Using the example, where rectangles are perpendicular to each other and can therefore be presented by four values (two x coordinates and two y coordinates):
1 2 3 4 5 6
1 +---+---+
| |
2 + A +---+---+
| | B |
3 + + +---+---+
| | | | |
4 +---+---+---+---+ +
| |
5 + C +
| |
6 +---+---+
1) collect all the x coordinates (both left and right) into a list, then sort it and remove duplicates
1 3 4 5 6
2) collect all the y coordinates (both top and bottom) into a list, then sort it and remove duplicates
1 2 3 4 6
3) create a 2D array by number of gaps between the unique x coordinates * number of gaps between the unique y coordinates. It only needs to be one bit per cell, so in c++ a vector<bool> with likely give you a very memory-efficient version of this
4 * 4
4) paint all the rectangles into this grid
1 3 4 5 6
1 +---+
| 1 | 0 0 0
2 +---+---+---+
| 1 | 1 | 1 | 0
3 +---+---+---+---+
| 1 | 1 | 1 | 1 |
4 +---+---+---+---+
0 0 | 1 | 1 |
6 +---+---+
5) for each cell in the grid, for each edge, if the cell beside it in that cardinal direction is not painted, draw the boundary line for that edge
In the question, the rectangles are described as being four vectors where each represents a corner. If each rectangle can be at arbitrary and different rotation from others, then the approach I've outlined above won't work. The problem of finding the path around a complex polygon is regularly solved by vector graphics rasterizers, and a good approach to solving the problem is using a library such as Cairo to do the work for you!
The generalized solution to this problem is to implement boolean operations in terms of a scanline. You can find a brief discussion here to get you started. From the text:
"The basis of the boolean algorithms is scanlines. For the basic principles the book: Computational Geometry an Introduction by Franco P. Preparata and Michael Ian Shamos is very good."
I own this book, though it's at the office now, so I can't look up the page numbers you should read, though chapter 8, on the geometry of rectangles is probably the best starting point.
Calculate the sum of the boundaries of all 3 rectangles seperately
calculate the overlapping rectangle of A and B, and subtract it from the sum
Do the same for the overlapping rectangle of B and C
(to get the overlapping rectangle from A and B take the middle 2 X positions, together with the middle 2 Y positions)

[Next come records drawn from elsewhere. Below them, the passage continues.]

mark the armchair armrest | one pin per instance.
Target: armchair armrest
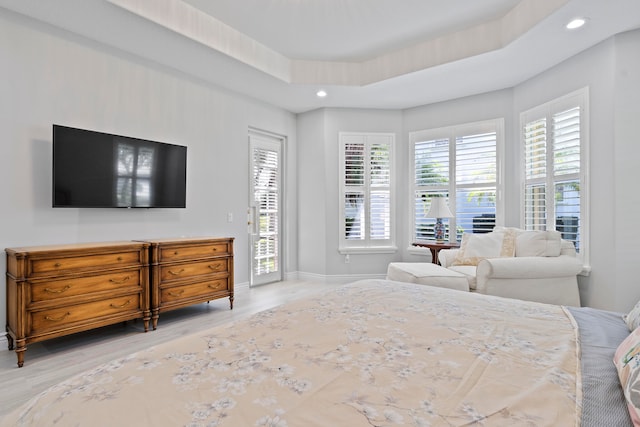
(551, 280)
(528, 267)
(447, 256)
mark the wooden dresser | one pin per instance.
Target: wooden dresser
(188, 271)
(59, 290)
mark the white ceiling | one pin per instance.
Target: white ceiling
(364, 53)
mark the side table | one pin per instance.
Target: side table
(435, 247)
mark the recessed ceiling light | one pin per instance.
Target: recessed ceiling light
(576, 23)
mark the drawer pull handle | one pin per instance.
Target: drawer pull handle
(176, 273)
(120, 306)
(59, 291)
(53, 319)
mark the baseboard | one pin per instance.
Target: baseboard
(336, 278)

Example (x1,y1) - (x2,y2):
Rectangle A: (1,1) - (3,4)
Rectangle B: (3,2) - (5,4)
Rectangle C: (4,3) - (6,6)
Calculation:
10 + 8 + 10 = 28
X coords ordered = 1,3,3,5 middle two are 3 and 3
Y coords ordered = 1,2,4,4 middle two are 2 and 4
so: (3,2) - (3,4) : boundery = 4
X coords ordered = 3,4,5,6 middle two are 4 and 5
Y coords ordered = 2,3,4,6 middle two are 3 and 4
so: (4,3) - (5,4) : boundery = 4
28 - 4 - 4 = 20
This is my example visualized:
1 2 3 4 5 6
1 +---+---+
| |
2 + A +---+---+
| | B |
3 + + +---+---+
| | | | |
4 +---+---+---+---+ +
| |
5 + C +
| |
6 +---+---+
A simple trick should be:
Create a region from the first rectangle
Add the other rectangles to the region
Get the boundary of the region (somehow? :P)
After some thinking I might end up doing something like this:
Pseudo code:
LinkRectsConnectedTo(Rectangle rectangle,Edge startEdge) // Edge can be West,North,East,South
for each edge in rectangle starting with the edge facing last rectangle
add vertices in the edge to the final boundary polygon
if edge is connected to another rectangle
if edge not equals startEdge
recursively call LinkRectsConnectedTo(rectangle,startEdge)

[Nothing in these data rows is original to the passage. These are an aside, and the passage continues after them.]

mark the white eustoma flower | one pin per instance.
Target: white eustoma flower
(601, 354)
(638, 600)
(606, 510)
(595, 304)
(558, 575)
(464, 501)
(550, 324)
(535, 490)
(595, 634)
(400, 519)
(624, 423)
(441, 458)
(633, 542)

Obvisouly this pseudo code would have to be refined a bit and might not cover all cases, but I think I might have solved my own problem.
I haven't thought this out completely, but I wonder if you couldn't do something like:
Make a list of all the edges.
Get all the edges where P1.X = P2.X
In that list, get the pairs where X are equal
For each pair, replace with one or two edges for the parts where they DON'T overlap
Do something clever to get the edges in the right order
Will your rectangles always be horizontally aligned, if not you'd need to do the same thing but for Y too?
And are they always guaranteed to be touching? If not the algorithm wouldn't be broken, but the 'right order' wouldn't be definable.